Régler la plasticité
Toutefois, il est intéressant de noter que l’équipe a «également découvert que la stimulation de la synthèse des protéines par eIF2α dans une classe spécifique de neurones inhibiteurs, les interneurones de la somatostatine, suffisait à augmenter la mémoire à long terme en réglant la plasticité des connexions neuronales», a dit Jean-Claude Lacaille.
«Il est fascinant de pouvoir montrer que ces nouveaux acteurs ‒ les neurones inhibiteurs ‒ ont un rôle important dans la consolidation de la mémoire, a ajouté Vijendra Sharma, associé de recherche dans le laboratoire de Nahum Sonenberg et premier auteur de l’article. On supposait jusqu’à présent que la voie eIF2α régulait la mémoire par l’intermédiaire des neurones excitateurs.»

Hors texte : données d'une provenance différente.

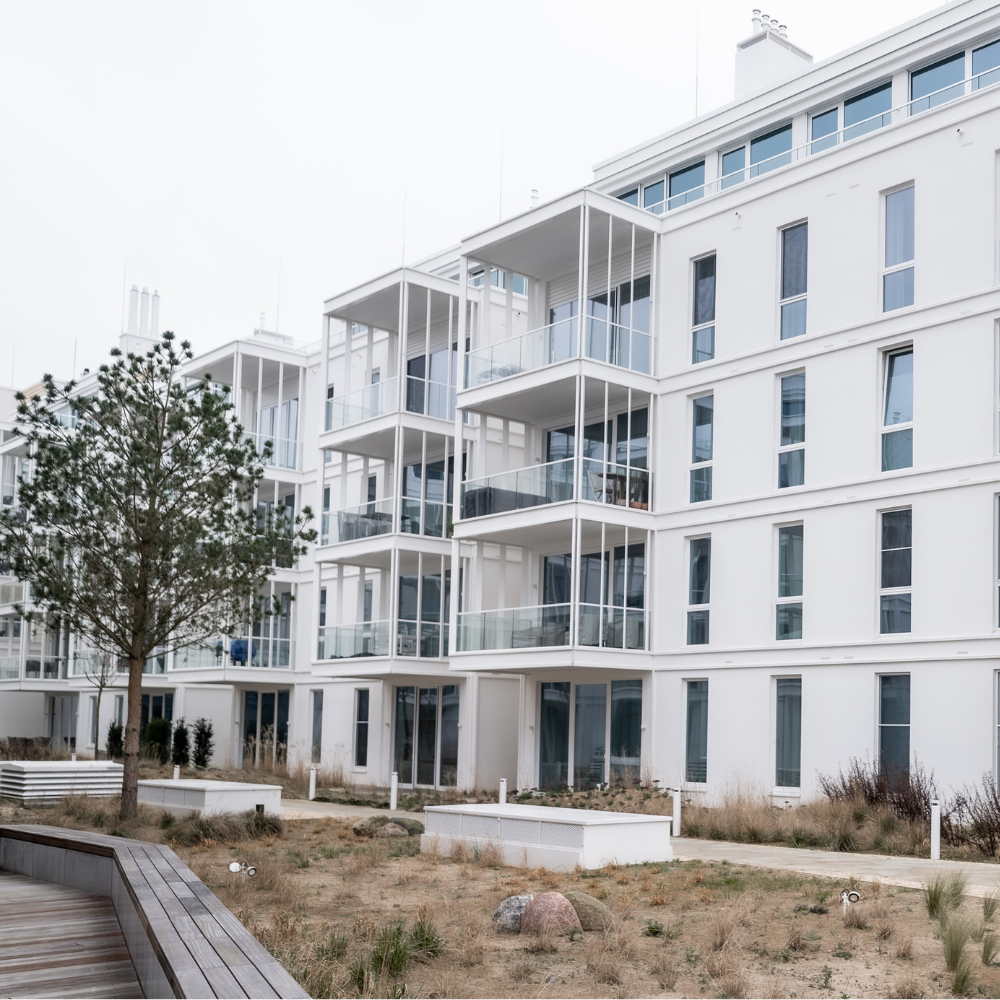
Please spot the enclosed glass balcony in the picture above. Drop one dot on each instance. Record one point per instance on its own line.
(338, 642)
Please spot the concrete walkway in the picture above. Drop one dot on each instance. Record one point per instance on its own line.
(306, 809)
(911, 872)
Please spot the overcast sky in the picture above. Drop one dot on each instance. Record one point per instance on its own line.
(206, 148)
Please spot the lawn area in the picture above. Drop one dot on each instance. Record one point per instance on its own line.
(338, 908)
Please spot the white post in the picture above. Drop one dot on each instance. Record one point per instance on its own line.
(935, 830)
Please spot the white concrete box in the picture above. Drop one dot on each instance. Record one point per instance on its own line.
(45, 782)
(559, 839)
(208, 797)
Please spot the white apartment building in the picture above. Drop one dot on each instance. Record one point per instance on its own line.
(664, 478)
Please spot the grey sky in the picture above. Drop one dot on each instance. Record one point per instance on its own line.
(199, 147)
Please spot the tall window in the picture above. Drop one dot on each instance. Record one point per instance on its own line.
(792, 437)
(699, 590)
(702, 443)
(794, 265)
(696, 745)
(894, 723)
(317, 748)
(788, 733)
(897, 278)
(897, 558)
(703, 318)
(897, 442)
(788, 616)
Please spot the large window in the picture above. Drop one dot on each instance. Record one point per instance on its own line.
(788, 614)
(361, 708)
(794, 267)
(696, 744)
(792, 433)
(702, 445)
(894, 723)
(896, 571)
(897, 419)
(936, 84)
(788, 732)
(703, 313)
(699, 590)
(897, 278)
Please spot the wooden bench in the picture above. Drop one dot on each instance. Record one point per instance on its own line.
(182, 940)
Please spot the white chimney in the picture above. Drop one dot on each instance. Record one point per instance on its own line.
(768, 58)
(154, 322)
(133, 311)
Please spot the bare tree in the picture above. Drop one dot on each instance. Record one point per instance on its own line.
(100, 668)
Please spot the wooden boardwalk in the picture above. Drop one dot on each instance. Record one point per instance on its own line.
(60, 942)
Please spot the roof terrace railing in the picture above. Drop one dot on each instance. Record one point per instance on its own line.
(820, 144)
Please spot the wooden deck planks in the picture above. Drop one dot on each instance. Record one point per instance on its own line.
(60, 942)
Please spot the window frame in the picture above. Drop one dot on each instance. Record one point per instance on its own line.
(791, 299)
(784, 449)
(778, 600)
(704, 608)
(887, 354)
(891, 591)
(708, 463)
(697, 328)
(889, 269)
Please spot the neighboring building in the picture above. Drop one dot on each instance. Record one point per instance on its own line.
(691, 475)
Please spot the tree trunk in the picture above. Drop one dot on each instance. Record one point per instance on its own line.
(130, 778)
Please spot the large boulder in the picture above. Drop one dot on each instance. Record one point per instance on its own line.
(552, 912)
(508, 915)
(593, 914)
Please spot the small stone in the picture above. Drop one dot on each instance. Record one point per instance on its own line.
(552, 912)
(366, 827)
(507, 916)
(593, 914)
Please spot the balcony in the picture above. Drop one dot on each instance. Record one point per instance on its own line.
(431, 399)
(339, 642)
(601, 482)
(602, 341)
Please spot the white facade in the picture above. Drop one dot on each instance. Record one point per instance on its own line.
(474, 425)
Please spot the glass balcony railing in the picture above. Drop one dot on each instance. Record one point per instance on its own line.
(620, 485)
(617, 345)
(514, 628)
(517, 489)
(364, 521)
(545, 346)
(433, 399)
(613, 628)
(361, 404)
(423, 639)
(339, 642)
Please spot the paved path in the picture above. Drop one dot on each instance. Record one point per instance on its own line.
(911, 872)
(304, 809)
(60, 942)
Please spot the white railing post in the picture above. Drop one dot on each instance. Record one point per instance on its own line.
(935, 830)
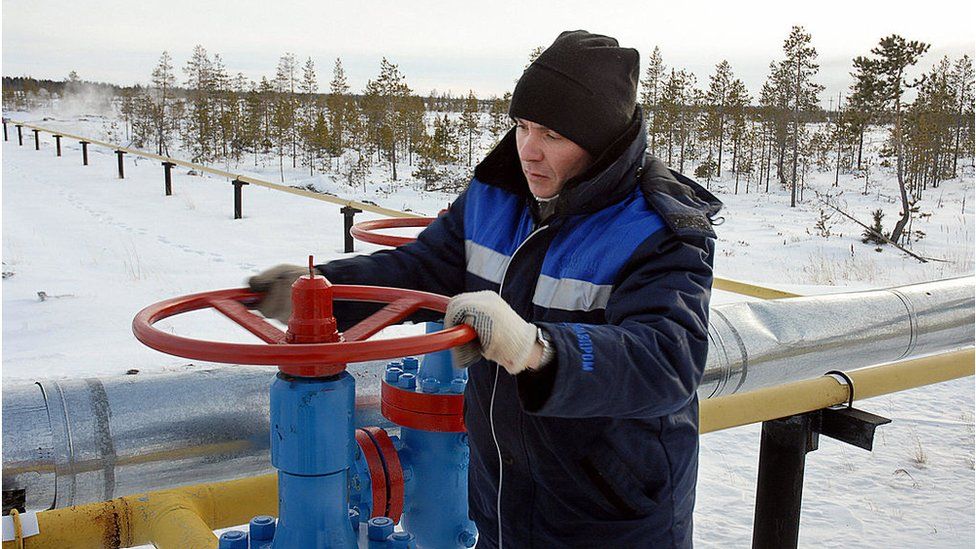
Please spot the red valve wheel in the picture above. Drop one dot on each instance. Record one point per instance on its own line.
(326, 358)
(362, 231)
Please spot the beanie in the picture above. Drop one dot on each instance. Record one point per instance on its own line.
(583, 86)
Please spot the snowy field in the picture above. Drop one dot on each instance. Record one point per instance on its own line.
(100, 249)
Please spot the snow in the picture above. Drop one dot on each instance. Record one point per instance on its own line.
(101, 248)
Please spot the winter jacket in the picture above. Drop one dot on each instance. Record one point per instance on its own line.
(599, 448)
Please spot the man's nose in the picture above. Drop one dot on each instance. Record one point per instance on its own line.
(531, 149)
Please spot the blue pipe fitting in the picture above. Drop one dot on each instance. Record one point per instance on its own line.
(407, 381)
(457, 385)
(232, 540)
(402, 540)
(429, 385)
(312, 446)
(379, 528)
(354, 520)
(261, 530)
(392, 374)
(411, 364)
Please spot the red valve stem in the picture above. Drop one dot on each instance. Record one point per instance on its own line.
(311, 317)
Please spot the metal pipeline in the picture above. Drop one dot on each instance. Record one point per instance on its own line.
(70, 442)
(764, 343)
(78, 441)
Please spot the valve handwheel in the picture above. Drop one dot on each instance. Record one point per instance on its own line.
(289, 351)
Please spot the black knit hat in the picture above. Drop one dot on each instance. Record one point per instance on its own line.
(584, 86)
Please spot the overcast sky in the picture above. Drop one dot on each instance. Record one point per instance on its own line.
(445, 46)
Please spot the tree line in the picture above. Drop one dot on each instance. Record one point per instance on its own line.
(780, 134)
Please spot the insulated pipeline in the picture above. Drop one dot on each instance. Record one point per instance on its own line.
(764, 343)
(69, 442)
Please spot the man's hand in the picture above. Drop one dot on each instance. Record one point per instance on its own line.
(502, 334)
(275, 283)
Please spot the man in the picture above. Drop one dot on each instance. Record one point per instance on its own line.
(586, 268)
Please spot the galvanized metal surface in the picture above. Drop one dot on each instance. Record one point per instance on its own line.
(69, 442)
(77, 441)
(764, 343)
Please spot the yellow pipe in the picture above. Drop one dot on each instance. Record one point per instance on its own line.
(181, 518)
(185, 517)
(815, 394)
(221, 173)
(751, 290)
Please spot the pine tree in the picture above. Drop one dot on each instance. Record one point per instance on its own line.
(801, 61)
(875, 233)
(200, 123)
(384, 101)
(737, 102)
(471, 121)
(892, 56)
(718, 106)
(499, 121)
(337, 102)
(651, 88)
(309, 129)
(962, 83)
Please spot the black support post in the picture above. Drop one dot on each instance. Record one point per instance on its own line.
(348, 213)
(782, 460)
(238, 184)
(779, 491)
(168, 176)
(120, 154)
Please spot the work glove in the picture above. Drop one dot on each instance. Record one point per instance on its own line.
(503, 336)
(275, 283)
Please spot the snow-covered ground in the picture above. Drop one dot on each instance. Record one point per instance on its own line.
(101, 248)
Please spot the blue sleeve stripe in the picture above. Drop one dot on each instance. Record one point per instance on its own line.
(495, 219)
(485, 262)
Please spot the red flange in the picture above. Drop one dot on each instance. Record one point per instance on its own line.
(363, 230)
(385, 472)
(322, 359)
(427, 412)
(377, 473)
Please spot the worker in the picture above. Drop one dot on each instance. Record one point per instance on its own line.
(585, 267)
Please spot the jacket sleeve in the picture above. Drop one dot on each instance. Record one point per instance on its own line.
(435, 262)
(648, 360)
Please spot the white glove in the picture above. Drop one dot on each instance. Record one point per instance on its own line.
(275, 283)
(503, 336)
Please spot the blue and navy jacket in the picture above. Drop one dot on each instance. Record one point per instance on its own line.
(600, 448)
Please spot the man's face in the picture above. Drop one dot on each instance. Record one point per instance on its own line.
(548, 159)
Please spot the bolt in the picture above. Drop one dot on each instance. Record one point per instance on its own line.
(379, 528)
(354, 519)
(407, 381)
(232, 540)
(262, 528)
(411, 364)
(401, 540)
(467, 538)
(393, 374)
(429, 385)
(457, 385)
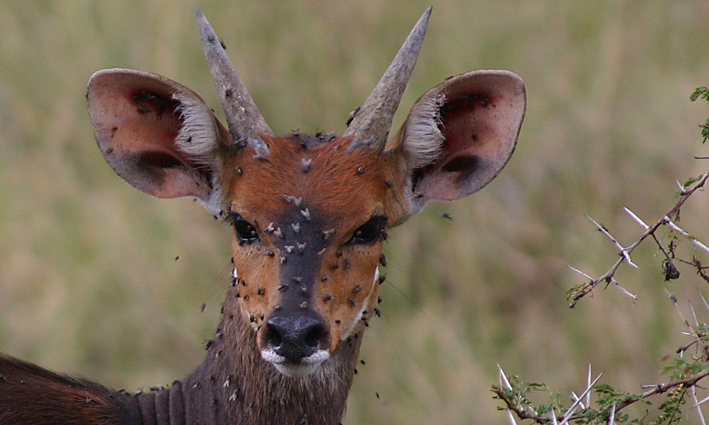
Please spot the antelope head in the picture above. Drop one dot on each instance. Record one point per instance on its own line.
(310, 213)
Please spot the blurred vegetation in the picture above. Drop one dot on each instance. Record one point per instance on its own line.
(89, 280)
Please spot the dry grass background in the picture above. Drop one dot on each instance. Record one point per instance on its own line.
(88, 278)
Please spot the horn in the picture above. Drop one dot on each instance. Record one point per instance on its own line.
(244, 119)
(371, 125)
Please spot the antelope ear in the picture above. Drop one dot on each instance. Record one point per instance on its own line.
(156, 134)
(460, 134)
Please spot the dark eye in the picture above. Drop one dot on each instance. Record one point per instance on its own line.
(245, 231)
(369, 232)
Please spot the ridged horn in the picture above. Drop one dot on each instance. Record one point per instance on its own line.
(244, 119)
(371, 125)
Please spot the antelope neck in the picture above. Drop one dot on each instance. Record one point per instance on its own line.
(235, 385)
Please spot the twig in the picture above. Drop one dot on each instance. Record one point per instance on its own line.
(684, 194)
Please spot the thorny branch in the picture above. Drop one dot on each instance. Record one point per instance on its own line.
(523, 412)
(666, 220)
(687, 372)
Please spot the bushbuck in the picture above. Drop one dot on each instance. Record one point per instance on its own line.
(309, 215)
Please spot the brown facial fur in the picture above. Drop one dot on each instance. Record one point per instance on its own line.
(305, 199)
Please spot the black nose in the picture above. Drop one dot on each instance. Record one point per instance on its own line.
(295, 336)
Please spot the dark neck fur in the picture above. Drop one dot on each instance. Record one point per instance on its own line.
(234, 385)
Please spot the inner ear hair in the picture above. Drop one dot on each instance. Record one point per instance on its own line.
(422, 136)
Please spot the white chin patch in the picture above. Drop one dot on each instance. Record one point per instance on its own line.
(306, 366)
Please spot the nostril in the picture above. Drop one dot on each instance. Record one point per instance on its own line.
(273, 335)
(295, 337)
(314, 335)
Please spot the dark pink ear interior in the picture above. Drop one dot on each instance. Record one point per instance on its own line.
(136, 120)
(480, 118)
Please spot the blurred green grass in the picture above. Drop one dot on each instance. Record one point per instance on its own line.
(89, 281)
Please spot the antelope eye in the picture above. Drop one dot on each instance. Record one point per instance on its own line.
(369, 232)
(245, 231)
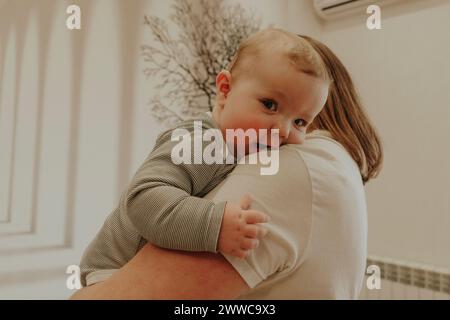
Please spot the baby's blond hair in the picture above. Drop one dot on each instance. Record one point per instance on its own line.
(296, 49)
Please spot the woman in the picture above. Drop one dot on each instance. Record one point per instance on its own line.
(316, 246)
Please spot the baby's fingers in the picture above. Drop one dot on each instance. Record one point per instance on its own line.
(253, 216)
(246, 201)
(249, 244)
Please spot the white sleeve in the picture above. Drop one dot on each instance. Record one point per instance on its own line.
(287, 198)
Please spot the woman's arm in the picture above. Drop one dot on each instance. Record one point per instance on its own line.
(156, 273)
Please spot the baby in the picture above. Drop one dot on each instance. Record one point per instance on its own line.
(275, 82)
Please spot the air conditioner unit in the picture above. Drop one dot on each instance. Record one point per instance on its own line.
(331, 9)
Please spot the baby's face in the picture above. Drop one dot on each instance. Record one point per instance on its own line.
(274, 96)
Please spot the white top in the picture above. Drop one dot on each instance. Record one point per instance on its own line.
(317, 242)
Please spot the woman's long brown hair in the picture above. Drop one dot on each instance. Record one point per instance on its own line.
(344, 117)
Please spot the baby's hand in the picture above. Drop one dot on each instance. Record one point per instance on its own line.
(240, 228)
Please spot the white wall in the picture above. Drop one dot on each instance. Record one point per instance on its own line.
(75, 125)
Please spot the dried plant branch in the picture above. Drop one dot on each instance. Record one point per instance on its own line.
(186, 68)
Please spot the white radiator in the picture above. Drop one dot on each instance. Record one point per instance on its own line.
(402, 280)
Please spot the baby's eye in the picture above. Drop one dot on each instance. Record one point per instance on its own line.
(270, 104)
(300, 123)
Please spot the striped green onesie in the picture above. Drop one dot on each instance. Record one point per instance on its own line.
(162, 205)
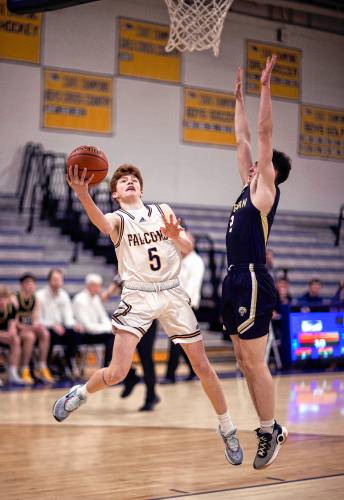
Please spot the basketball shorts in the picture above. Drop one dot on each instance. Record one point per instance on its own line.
(137, 310)
(248, 298)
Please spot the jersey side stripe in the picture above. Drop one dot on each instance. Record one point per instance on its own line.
(121, 229)
(265, 225)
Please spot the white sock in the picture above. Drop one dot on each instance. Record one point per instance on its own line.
(267, 425)
(83, 391)
(226, 424)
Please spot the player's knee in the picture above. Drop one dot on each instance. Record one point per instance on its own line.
(29, 337)
(14, 341)
(115, 375)
(201, 367)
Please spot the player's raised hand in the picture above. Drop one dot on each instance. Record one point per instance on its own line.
(238, 85)
(266, 73)
(78, 182)
(172, 227)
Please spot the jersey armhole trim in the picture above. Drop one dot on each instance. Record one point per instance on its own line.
(121, 229)
(159, 209)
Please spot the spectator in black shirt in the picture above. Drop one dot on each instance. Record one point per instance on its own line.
(8, 334)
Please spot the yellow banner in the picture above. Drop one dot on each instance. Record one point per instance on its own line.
(141, 51)
(285, 78)
(77, 101)
(208, 117)
(321, 132)
(20, 36)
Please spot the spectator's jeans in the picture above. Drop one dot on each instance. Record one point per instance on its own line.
(107, 339)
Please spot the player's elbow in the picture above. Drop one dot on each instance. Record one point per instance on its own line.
(243, 140)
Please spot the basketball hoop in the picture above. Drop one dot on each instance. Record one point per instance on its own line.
(196, 24)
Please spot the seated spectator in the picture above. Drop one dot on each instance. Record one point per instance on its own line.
(338, 298)
(283, 302)
(270, 266)
(283, 296)
(91, 315)
(312, 298)
(8, 334)
(56, 314)
(28, 324)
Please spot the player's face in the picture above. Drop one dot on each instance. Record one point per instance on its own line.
(3, 302)
(94, 288)
(29, 286)
(56, 281)
(128, 187)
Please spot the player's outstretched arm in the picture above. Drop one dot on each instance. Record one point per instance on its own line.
(80, 187)
(242, 130)
(265, 167)
(174, 231)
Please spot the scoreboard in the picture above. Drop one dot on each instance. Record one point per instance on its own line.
(29, 6)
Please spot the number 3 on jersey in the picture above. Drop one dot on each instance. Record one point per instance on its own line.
(231, 220)
(154, 259)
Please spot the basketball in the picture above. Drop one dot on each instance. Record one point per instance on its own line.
(91, 158)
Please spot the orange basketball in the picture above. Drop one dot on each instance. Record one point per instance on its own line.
(91, 158)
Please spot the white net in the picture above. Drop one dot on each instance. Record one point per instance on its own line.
(196, 24)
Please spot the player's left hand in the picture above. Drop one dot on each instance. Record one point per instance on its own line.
(266, 73)
(172, 227)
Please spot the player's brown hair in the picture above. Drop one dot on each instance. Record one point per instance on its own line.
(5, 292)
(122, 170)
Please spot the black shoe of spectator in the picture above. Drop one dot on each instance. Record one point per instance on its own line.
(168, 380)
(149, 404)
(129, 386)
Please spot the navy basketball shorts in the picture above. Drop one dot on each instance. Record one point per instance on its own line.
(248, 298)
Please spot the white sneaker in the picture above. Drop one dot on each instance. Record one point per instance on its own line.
(68, 403)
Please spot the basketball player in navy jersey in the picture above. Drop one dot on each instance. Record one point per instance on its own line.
(148, 241)
(248, 290)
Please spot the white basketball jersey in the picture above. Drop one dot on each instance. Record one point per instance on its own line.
(143, 252)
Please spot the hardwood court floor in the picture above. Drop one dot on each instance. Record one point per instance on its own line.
(108, 450)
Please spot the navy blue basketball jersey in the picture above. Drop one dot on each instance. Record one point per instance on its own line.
(248, 230)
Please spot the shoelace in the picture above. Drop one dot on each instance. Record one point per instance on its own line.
(264, 444)
(72, 401)
(232, 443)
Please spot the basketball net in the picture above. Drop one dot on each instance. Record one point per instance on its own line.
(196, 24)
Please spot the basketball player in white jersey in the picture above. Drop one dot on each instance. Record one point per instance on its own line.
(148, 240)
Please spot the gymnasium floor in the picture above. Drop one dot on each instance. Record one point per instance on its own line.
(108, 450)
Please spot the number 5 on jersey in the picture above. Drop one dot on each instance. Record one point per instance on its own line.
(154, 259)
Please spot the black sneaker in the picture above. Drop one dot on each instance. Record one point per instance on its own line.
(150, 404)
(269, 445)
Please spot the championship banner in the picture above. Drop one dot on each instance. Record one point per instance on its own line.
(141, 52)
(208, 117)
(285, 78)
(321, 132)
(20, 36)
(77, 101)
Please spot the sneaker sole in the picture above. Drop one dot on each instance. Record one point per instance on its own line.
(281, 439)
(229, 460)
(62, 419)
(55, 417)
(227, 457)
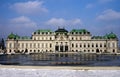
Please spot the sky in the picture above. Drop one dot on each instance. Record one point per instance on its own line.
(23, 17)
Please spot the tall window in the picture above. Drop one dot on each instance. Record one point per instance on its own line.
(50, 45)
(92, 45)
(72, 45)
(104, 45)
(38, 45)
(42, 45)
(80, 45)
(50, 38)
(46, 45)
(100, 45)
(113, 44)
(96, 45)
(108, 44)
(10, 45)
(76, 45)
(72, 38)
(22, 45)
(84, 45)
(26, 45)
(88, 45)
(34, 45)
(30, 45)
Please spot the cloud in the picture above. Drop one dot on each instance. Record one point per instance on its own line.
(109, 15)
(21, 25)
(90, 5)
(63, 22)
(30, 7)
(104, 1)
(22, 21)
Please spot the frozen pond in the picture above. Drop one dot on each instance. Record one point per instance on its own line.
(46, 59)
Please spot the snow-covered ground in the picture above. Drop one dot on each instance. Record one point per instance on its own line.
(20, 72)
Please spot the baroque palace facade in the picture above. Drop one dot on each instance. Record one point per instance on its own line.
(77, 40)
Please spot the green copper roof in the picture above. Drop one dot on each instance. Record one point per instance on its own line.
(107, 36)
(25, 37)
(43, 30)
(61, 30)
(111, 36)
(79, 31)
(13, 36)
(17, 37)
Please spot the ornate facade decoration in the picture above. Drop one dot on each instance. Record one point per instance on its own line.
(77, 40)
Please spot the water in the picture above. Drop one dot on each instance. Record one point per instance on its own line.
(53, 59)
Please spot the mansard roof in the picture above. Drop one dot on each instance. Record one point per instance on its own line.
(107, 36)
(15, 36)
(61, 30)
(111, 36)
(79, 31)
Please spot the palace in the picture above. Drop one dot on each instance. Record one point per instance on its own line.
(76, 40)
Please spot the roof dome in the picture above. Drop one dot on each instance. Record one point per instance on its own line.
(61, 30)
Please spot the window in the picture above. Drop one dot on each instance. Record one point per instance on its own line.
(10, 45)
(96, 45)
(113, 44)
(72, 45)
(100, 45)
(76, 45)
(104, 45)
(46, 45)
(34, 45)
(30, 45)
(72, 38)
(38, 45)
(42, 45)
(84, 45)
(50, 38)
(50, 45)
(92, 45)
(108, 44)
(22, 45)
(80, 45)
(88, 45)
(26, 45)
(76, 38)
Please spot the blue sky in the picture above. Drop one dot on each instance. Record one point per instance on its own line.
(22, 17)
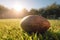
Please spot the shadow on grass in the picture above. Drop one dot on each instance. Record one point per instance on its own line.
(48, 35)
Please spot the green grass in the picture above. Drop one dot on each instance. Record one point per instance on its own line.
(10, 30)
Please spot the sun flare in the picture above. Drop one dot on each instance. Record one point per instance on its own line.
(18, 7)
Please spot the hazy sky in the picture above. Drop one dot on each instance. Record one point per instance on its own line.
(28, 3)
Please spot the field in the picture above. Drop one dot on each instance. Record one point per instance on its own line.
(10, 30)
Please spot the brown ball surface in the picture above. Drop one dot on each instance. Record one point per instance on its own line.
(35, 23)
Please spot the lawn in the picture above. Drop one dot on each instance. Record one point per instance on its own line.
(10, 30)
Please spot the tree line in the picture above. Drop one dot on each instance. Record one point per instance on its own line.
(51, 12)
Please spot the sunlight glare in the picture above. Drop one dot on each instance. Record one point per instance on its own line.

Pour le professeur Sonenberg, «ces nouvelles découvertes désignent la synthèse de protéines dans les neurones inhibiteurs, et plus particulièrement les cellules de somatostatine, comme une nouvelle cible pour d’éventuelles interventions thérapeutiques dans des affections telles que la maladie d’Alzheimer et l’autisme».
«Nous espérons que cela aidera à concevoir des traitements à la fois préventifs et postdiagnostiques pour ceux et celles qui souffrent de troubles impliquant des déficits de mémoire», a-t-il conclu.
À propos de cette étude
L’article «eIF2α controls memory consolidation via excitatory and somatostatin neurons», par Vijendra Sharma et ses collaborateurs, a été publié le 7 octobre 2020 dans Nature. L’étude a reçu un appui financier du Centre de recherches pour le développement international du Canada, de la Fondation Azrieli, des Instituts de recherche en santé du Canada (IRSC) et de la Fondation israélienne pour la science. Jean-Claude Lacaille bénéficie d’une subvention de projet des IRSC et est titulaire de la Chaire de recherche du Canada en neurophysiologie cellulaire et moléculaire.
L’article «eIF2α controls memory consolidation via excitatory and somatostatin neurons», par Vijendra Sharma et ses collaborateurs, a été publié le 7 octobre 2020 dans Nature. L’étude a reçu un appui financier du Centre de recherches pour le développement international du Canada, de la Fondation Azrieli, des Instituts de recherche en santé du Canada (IRSC) et de la Fondation israélienne pour la science. Jean-Claude Lacaille bénéficie d’une subvention de projet des IRSC et est titulaire de la Chaire de recherche du Canada en neurophysiologie cellulaire et moléculaire.